Terkait operasi yang dijalaninya, Hong sangat berterima kasih karena hampir semua proses pengobatan yang dijalaninya ditanggung BPJS Kesehatan.
Hong sangat sedih ketika mendengar rencana pemerintah akan menghapus penjaminan obat-obat kanker yang sudah lama dijamin oleh BPJS Kesehatan.
"Kasihan kalau pasien kanker kolorektal obatnya dihapuskan oleh BPJS Kesehatan. Obatnya itu mahal, tapi jelas membunuh sel kanker dan memperbaiki kualitas hidup pasien sehingga dapat beraktivitas secara normal," katanya.
Menurutnya akan banyak pasien kanker yang menderita karena tidak sanggup untuk membayar sendiri pengobatannya sehingga pemerintah harus membantu para pasien kanker dengan tidak mencabut obat kanker kolorektal dari obat yang dijamin dalam BPJS Kesehatan.
Ketua Makassar Cancer Care Community (MCCC) Nurlina Subair juga menyesalkan rencana penghapusan obat kanker tersebut.

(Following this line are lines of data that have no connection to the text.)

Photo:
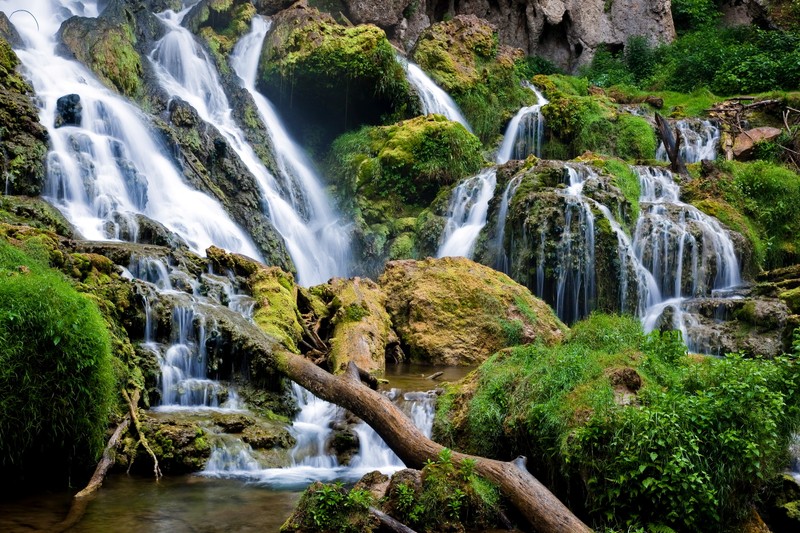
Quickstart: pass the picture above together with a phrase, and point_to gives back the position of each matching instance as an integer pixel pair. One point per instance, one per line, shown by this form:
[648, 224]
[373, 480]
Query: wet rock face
[23, 140]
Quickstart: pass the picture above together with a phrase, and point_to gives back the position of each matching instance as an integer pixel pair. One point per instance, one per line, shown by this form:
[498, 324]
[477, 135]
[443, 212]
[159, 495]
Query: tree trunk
[672, 145]
[532, 499]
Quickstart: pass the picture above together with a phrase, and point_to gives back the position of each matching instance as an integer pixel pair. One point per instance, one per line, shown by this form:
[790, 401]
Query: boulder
[362, 329]
[745, 142]
[453, 311]
[23, 141]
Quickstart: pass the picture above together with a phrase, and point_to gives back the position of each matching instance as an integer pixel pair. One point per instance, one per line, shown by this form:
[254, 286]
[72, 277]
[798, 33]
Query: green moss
[276, 309]
[463, 56]
[56, 378]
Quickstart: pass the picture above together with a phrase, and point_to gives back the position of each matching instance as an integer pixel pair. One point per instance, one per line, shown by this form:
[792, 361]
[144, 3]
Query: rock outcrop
[453, 311]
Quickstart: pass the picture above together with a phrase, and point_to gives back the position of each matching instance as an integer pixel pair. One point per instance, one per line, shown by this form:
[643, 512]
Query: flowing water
[295, 203]
[110, 166]
[699, 140]
[433, 98]
[525, 132]
[466, 214]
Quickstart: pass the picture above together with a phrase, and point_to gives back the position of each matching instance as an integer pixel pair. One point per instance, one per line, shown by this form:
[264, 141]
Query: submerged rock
[453, 311]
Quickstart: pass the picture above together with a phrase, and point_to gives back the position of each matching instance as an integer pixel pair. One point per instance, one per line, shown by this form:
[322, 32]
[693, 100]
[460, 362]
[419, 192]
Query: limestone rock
[361, 326]
[23, 140]
[453, 311]
[745, 141]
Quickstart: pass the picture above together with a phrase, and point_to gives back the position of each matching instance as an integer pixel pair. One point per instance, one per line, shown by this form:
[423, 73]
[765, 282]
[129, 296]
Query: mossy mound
[56, 376]
[108, 48]
[330, 78]
[276, 310]
[23, 141]
[463, 56]
[627, 429]
[362, 329]
[221, 23]
[578, 121]
[387, 175]
[453, 311]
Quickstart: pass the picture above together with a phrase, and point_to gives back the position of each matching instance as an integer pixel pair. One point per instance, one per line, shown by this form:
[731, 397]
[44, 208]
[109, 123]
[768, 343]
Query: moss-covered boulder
[221, 23]
[453, 311]
[362, 329]
[276, 309]
[463, 56]
[23, 141]
[108, 48]
[578, 121]
[330, 78]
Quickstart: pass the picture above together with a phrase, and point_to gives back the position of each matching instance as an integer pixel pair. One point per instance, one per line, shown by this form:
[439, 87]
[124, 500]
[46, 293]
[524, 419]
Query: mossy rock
[276, 309]
[361, 326]
[108, 48]
[331, 78]
[23, 140]
[463, 56]
[456, 312]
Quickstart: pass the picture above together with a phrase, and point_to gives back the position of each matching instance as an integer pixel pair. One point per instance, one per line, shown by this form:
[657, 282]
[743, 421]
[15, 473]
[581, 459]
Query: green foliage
[56, 379]
[409, 161]
[693, 14]
[661, 458]
[628, 182]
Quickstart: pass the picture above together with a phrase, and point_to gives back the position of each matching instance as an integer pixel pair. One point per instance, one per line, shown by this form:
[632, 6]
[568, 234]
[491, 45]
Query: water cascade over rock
[466, 214]
[110, 167]
[525, 132]
[699, 141]
[299, 214]
[434, 99]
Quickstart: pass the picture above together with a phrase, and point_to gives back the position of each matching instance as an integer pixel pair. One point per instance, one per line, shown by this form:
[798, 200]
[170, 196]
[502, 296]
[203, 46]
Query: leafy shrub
[56, 379]
[663, 455]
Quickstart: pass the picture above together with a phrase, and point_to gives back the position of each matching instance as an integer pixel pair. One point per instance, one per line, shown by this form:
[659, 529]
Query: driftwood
[132, 402]
[388, 523]
[672, 143]
[81, 500]
[534, 501]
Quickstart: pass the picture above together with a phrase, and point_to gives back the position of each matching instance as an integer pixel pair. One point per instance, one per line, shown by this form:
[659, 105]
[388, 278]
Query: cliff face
[565, 31]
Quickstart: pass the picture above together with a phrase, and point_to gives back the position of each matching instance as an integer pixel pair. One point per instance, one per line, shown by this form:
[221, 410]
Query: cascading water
[699, 140]
[466, 214]
[525, 132]
[108, 166]
[688, 253]
[433, 98]
[319, 249]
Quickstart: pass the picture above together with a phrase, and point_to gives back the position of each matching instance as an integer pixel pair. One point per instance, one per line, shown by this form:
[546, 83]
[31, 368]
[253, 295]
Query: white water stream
[318, 247]
[525, 131]
[110, 166]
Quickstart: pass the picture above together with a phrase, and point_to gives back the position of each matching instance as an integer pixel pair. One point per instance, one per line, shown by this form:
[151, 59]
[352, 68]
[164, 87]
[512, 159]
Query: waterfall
[186, 71]
[501, 258]
[109, 166]
[433, 98]
[688, 252]
[525, 132]
[699, 140]
[466, 214]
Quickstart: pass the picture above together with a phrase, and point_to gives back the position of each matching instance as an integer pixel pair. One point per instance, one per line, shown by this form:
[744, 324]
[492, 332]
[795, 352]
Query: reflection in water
[174, 505]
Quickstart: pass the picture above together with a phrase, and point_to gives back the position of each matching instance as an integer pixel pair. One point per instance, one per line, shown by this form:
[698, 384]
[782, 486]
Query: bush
[56, 379]
[631, 426]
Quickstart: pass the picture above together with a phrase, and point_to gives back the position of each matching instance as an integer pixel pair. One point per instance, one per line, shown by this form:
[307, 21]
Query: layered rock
[453, 311]
[23, 140]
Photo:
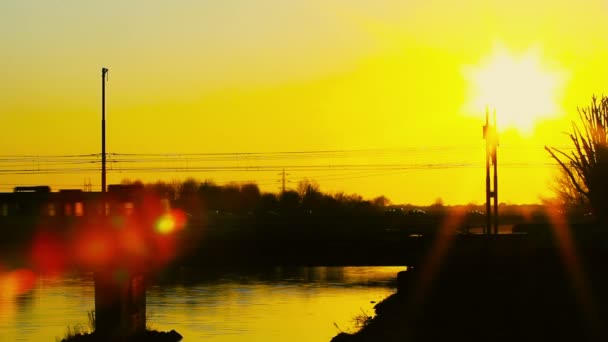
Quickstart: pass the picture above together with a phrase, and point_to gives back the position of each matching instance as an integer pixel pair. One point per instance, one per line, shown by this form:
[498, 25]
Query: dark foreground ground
[504, 289]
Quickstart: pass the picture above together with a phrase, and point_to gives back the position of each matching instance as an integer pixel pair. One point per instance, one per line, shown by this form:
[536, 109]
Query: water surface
[269, 304]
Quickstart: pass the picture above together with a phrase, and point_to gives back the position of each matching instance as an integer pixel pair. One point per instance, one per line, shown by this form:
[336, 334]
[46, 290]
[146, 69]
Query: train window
[128, 207]
[78, 209]
[51, 210]
[67, 209]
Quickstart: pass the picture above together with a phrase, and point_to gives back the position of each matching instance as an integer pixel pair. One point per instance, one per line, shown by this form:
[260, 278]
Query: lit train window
[78, 209]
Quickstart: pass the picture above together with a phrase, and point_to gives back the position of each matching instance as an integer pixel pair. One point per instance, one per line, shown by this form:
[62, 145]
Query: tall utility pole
[490, 134]
[283, 174]
[104, 73]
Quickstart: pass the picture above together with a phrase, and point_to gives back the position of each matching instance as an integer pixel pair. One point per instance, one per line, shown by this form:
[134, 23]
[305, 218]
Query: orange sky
[384, 82]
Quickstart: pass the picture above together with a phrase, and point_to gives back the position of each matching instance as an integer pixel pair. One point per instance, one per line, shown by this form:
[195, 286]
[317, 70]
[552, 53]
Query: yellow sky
[273, 76]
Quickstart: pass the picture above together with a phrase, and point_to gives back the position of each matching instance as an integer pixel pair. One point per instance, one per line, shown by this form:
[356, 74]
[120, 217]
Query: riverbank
[496, 295]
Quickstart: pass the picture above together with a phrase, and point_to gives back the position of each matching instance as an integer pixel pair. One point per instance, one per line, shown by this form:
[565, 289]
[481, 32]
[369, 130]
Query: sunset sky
[345, 86]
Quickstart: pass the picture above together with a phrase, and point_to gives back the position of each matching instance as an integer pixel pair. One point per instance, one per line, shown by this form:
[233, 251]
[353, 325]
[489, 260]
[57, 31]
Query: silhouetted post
[490, 134]
[283, 174]
[495, 162]
[486, 229]
[104, 73]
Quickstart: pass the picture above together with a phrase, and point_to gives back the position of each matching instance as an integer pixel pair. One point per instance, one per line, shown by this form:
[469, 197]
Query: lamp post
[104, 73]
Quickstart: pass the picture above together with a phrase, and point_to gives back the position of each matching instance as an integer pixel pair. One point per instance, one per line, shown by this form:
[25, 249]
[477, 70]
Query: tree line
[200, 197]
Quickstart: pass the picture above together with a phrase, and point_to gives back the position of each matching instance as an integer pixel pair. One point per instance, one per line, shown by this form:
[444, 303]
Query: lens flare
[17, 282]
[170, 222]
[47, 253]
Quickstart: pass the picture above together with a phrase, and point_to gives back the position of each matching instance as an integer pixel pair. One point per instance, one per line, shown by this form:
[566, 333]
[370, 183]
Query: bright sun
[519, 87]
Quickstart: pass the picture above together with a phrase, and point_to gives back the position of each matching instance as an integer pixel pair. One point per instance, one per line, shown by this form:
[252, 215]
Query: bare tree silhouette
[586, 166]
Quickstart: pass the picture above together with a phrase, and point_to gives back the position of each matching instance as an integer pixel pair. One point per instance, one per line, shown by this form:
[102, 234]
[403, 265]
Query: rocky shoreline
[520, 295]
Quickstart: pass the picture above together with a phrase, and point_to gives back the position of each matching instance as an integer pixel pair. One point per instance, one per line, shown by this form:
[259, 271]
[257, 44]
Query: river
[267, 304]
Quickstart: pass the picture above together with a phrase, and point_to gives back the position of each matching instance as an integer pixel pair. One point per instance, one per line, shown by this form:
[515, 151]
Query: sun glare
[521, 89]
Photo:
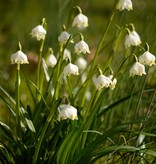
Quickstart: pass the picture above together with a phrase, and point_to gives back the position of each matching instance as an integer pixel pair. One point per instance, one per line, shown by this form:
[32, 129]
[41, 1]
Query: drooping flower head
[81, 47]
[70, 69]
[102, 81]
[38, 32]
[132, 39]
[147, 58]
[67, 111]
[80, 21]
[113, 83]
[137, 69]
[81, 63]
[67, 54]
[19, 58]
[63, 37]
[51, 60]
[124, 4]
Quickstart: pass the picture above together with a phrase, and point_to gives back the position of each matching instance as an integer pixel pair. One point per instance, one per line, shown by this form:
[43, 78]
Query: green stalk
[56, 93]
[49, 118]
[70, 87]
[97, 52]
[103, 38]
[39, 69]
[18, 98]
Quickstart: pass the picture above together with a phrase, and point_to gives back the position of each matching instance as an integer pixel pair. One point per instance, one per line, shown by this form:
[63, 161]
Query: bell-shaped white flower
[81, 63]
[67, 54]
[81, 47]
[51, 60]
[147, 58]
[70, 69]
[19, 58]
[67, 111]
[38, 32]
[132, 39]
[102, 81]
[124, 4]
[63, 37]
[80, 21]
[137, 69]
[113, 83]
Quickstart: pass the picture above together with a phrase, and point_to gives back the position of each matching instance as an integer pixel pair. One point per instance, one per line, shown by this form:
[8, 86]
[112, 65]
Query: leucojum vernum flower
[85, 102]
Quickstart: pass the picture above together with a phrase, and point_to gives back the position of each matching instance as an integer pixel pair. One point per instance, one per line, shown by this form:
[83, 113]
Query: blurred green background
[18, 17]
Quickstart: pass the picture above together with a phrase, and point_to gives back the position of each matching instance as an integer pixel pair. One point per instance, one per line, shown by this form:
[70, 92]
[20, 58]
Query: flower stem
[39, 69]
[49, 118]
[18, 98]
[103, 38]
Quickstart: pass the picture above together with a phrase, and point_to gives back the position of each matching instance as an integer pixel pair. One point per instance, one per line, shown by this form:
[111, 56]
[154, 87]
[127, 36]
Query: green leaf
[5, 156]
[7, 132]
[107, 150]
[27, 119]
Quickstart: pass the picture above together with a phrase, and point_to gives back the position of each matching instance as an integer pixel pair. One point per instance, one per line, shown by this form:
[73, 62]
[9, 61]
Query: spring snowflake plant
[69, 120]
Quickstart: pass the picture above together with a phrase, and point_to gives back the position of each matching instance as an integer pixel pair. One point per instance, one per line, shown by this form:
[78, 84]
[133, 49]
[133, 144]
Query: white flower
[38, 32]
[124, 4]
[81, 63]
[81, 47]
[71, 69]
[102, 81]
[132, 39]
[140, 139]
[67, 111]
[80, 21]
[51, 60]
[113, 83]
[137, 69]
[147, 58]
[63, 37]
[19, 58]
[67, 54]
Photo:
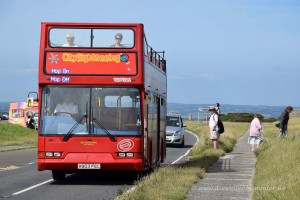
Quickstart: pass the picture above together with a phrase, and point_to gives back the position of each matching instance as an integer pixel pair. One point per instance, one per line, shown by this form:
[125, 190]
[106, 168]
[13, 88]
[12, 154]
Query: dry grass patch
[174, 182]
[278, 164]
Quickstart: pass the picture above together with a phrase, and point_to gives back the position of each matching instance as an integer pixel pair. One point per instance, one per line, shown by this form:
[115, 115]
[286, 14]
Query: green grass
[16, 135]
[277, 172]
[174, 182]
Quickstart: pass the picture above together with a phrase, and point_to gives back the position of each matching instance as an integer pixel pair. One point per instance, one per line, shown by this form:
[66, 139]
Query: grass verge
[173, 182]
[16, 135]
[278, 164]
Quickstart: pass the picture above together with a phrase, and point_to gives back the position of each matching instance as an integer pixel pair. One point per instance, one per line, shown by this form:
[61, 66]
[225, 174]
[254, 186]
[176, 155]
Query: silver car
[175, 130]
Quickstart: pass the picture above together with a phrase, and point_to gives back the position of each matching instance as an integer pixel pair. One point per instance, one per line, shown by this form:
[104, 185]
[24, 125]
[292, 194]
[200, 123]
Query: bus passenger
[30, 122]
[66, 107]
[70, 41]
[118, 39]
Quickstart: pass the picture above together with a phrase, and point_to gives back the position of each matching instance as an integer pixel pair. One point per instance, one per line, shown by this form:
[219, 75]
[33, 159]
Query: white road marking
[32, 187]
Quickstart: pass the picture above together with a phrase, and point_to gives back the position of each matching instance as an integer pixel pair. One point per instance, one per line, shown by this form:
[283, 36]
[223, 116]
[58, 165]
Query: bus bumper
[107, 162]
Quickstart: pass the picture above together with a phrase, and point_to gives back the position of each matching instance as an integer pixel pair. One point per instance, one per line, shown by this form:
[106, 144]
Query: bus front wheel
[58, 175]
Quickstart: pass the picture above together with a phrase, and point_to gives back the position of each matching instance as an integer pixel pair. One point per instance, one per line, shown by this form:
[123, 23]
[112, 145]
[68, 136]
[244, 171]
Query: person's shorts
[254, 139]
[214, 134]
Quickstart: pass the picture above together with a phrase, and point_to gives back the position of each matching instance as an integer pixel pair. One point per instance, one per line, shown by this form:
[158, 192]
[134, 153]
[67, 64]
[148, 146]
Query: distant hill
[192, 109]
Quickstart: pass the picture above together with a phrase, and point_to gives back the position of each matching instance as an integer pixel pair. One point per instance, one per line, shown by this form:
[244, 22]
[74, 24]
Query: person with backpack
[213, 127]
[255, 133]
[283, 122]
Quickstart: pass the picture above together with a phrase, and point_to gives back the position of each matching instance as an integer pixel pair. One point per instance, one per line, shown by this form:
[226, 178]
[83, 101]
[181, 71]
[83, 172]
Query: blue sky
[243, 52]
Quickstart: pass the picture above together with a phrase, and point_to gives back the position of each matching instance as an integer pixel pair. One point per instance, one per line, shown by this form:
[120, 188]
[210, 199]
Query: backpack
[220, 125]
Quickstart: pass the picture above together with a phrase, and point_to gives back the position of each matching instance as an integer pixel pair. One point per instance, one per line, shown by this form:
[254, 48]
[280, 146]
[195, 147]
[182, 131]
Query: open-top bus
[116, 115]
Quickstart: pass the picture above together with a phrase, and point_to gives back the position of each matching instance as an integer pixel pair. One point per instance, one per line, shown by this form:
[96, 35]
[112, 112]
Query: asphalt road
[23, 181]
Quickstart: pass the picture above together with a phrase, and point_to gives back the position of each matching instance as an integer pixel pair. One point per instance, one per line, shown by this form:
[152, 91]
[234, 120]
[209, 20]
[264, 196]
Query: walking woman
[213, 127]
[283, 122]
[255, 133]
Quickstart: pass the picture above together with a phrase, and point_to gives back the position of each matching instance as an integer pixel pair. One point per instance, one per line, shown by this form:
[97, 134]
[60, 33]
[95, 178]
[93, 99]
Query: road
[22, 181]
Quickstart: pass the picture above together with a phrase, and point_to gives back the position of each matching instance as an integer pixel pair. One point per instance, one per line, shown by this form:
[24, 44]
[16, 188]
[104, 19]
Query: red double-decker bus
[103, 98]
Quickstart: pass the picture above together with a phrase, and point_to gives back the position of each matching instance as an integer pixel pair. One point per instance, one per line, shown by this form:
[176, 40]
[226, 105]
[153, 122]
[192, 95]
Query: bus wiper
[68, 135]
[105, 130]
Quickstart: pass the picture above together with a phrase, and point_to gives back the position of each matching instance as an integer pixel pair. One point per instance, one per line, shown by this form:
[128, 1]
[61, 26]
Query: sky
[242, 52]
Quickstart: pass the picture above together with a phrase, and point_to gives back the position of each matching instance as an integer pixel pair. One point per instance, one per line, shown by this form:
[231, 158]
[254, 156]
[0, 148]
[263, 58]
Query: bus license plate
[89, 166]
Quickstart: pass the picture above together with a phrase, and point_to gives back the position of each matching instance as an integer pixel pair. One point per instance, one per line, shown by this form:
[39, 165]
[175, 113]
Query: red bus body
[118, 97]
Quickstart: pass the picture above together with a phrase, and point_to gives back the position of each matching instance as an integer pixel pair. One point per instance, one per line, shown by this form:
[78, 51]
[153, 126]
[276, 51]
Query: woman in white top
[213, 127]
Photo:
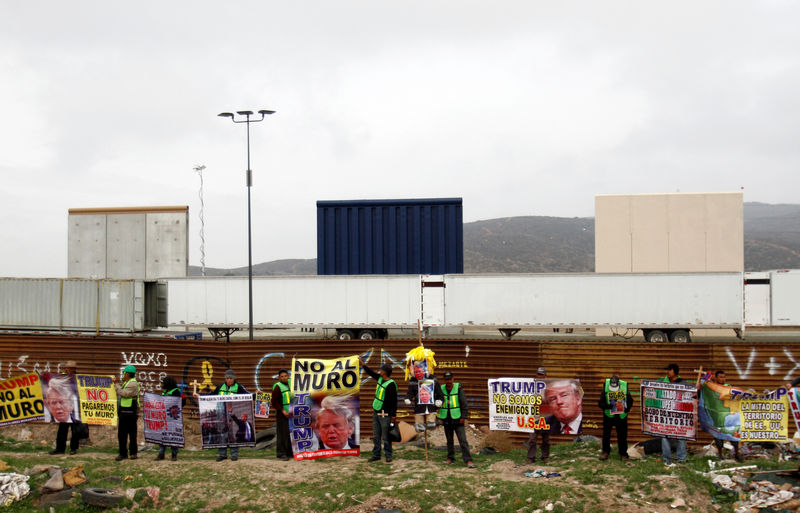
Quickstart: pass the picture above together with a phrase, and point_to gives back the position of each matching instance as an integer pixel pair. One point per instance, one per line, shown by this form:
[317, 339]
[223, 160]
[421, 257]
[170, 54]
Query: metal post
[249, 179]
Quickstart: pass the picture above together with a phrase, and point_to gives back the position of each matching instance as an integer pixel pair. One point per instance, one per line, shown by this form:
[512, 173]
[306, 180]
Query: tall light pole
[199, 170]
[249, 176]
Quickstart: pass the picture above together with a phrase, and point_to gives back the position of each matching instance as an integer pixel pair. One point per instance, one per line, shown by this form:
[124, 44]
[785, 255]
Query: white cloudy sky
[519, 107]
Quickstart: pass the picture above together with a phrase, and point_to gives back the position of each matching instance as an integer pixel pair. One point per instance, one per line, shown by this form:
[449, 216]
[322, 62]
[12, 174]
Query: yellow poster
[98, 399]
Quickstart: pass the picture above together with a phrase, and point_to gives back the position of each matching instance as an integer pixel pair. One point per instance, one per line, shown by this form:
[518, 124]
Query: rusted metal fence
[759, 366]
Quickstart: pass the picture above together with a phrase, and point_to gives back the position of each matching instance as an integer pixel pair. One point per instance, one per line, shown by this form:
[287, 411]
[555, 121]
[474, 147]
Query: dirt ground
[610, 496]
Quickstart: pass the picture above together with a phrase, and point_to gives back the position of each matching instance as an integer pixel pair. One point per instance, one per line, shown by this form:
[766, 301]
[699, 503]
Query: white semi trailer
[663, 306]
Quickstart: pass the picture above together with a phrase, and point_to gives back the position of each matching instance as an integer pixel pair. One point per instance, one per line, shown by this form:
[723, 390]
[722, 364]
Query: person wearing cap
[541, 373]
[75, 424]
[673, 376]
[128, 408]
[615, 401]
[384, 410]
[229, 387]
[453, 414]
[281, 400]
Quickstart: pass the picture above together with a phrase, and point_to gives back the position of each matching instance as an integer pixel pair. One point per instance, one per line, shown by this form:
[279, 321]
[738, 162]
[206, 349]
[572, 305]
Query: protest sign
[163, 420]
[226, 420]
[263, 400]
[528, 404]
[21, 399]
[669, 409]
[60, 396]
[325, 408]
[98, 399]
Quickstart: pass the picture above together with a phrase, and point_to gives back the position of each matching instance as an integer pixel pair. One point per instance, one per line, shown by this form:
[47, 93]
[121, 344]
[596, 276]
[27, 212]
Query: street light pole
[249, 177]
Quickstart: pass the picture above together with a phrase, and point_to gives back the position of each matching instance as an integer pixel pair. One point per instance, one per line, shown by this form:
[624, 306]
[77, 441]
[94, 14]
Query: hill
[538, 244]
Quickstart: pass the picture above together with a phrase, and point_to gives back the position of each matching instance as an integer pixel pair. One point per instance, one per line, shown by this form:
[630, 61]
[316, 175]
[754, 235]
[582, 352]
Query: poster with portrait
[425, 391]
[263, 401]
[98, 399]
[669, 409]
[227, 421]
[163, 419]
[325, 418]
[532, 404]
[60, 395]
[21, 399]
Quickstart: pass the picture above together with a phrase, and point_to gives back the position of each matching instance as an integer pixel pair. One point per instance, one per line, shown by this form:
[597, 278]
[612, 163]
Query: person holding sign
[672, 376]
[281, 398]
[61, 392]
[384, 410]
[615, 401]
[453, 414]
[128, 409]
[170, 387]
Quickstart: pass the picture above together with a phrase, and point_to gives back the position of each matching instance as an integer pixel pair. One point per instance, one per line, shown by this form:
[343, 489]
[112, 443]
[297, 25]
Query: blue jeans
[380, 432]
[666, 450]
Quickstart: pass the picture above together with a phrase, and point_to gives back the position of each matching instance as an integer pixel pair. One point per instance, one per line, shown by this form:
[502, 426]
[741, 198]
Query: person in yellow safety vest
[128, 409]
[615, 401]
[384, 410]
[453, 414]
[281, 398]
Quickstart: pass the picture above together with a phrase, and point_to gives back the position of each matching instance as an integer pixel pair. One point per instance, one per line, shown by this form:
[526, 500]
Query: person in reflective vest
[616, 401]
[453, 414]
[169, 387]
[384, 410]
[128, 412]
[229, 387]
[281, 399]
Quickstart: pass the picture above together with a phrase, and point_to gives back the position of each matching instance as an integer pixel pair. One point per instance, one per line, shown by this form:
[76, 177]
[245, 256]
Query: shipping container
[81, 304]
[403, 236]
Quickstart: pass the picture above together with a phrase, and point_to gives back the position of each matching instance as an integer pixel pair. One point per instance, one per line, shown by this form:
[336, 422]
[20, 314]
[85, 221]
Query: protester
[720, 378]
[384, 410]
[541, 373]
[128, 408]
[334, 423]
[60, 402]
[281, 398]
[169, 387]
[229, 387]
[673, 376]
[425, 407]
[453, 414]
[615, 401]
[565, 399]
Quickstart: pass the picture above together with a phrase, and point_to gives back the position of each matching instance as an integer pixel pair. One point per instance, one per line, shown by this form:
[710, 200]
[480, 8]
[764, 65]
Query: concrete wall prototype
[678, 232]
[145, 243]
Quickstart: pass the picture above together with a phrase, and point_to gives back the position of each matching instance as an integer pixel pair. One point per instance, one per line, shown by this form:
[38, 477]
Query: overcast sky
[520, 108]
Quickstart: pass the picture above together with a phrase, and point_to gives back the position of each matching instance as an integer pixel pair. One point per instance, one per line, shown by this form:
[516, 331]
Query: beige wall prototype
[679, 232]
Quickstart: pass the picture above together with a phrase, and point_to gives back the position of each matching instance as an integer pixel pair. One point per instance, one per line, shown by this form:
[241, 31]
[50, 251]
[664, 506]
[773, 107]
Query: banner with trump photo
[325, 408]
[98, 399]
[163, 419]
[227, 421]
[530, 404]
[21, 399]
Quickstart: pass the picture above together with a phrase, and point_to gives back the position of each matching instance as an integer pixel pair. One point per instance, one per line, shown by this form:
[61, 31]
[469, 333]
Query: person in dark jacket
[615, 401]
[169, 387]
[384, 410]
[453, 414]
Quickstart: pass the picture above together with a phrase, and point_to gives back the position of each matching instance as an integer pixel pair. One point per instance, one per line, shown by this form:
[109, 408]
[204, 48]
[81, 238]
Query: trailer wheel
[345, 334]
[679, 336]
[656, 336]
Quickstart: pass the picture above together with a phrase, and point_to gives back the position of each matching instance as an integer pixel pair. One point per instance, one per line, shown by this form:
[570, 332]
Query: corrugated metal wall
[416, 236]
[756, 365]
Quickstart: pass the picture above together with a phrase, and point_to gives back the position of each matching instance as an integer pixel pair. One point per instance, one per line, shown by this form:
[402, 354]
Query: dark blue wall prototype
[416, 236]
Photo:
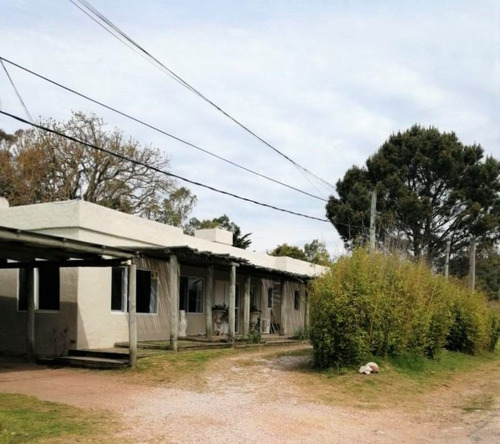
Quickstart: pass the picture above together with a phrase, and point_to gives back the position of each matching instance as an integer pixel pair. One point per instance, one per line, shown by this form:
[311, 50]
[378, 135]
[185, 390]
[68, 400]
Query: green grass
[28, 419]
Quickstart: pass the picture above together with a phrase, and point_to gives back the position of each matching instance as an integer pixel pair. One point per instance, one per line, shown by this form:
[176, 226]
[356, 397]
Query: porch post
[232, 302]
[174, 301]
[132, 314]
[30, 315]
[246, 308]
[306, 311]
[209, 300]
[282, 307]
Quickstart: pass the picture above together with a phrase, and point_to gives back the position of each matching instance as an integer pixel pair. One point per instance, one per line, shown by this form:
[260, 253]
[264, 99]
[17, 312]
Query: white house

"Dalam pengalaman saya sebagai orang yang berkecimpung di komunitas peduli pasien kanker, saya melihat bahwa obat itu efektif dan sangat dibutuhkan oleh pasien kanker kolorektal," kata Nurlina.
Menurut Nurlina, pihaknya sudah berusaha menanyakan kepada Kementerian Kesehatan terkait hal ini. Kemenkes menjelaskan, kedua obat itu tidak lagi masuk dalam tanggungan Jaminan Kesehatan Nasional (JKN) karena dianggap tidak efektif secara pembiayaan.
"Tapi kami menilai itu merugikan pasien karena obat itu sangat dibutuhkan untuk meningkatkan kualitas hidup pasien dan menurunkan kematian. Kami berharap JKN mengikuti standar pengobatan dokter dan pemerintah membuka akses obat tersebut melalui JKN," tuturnya.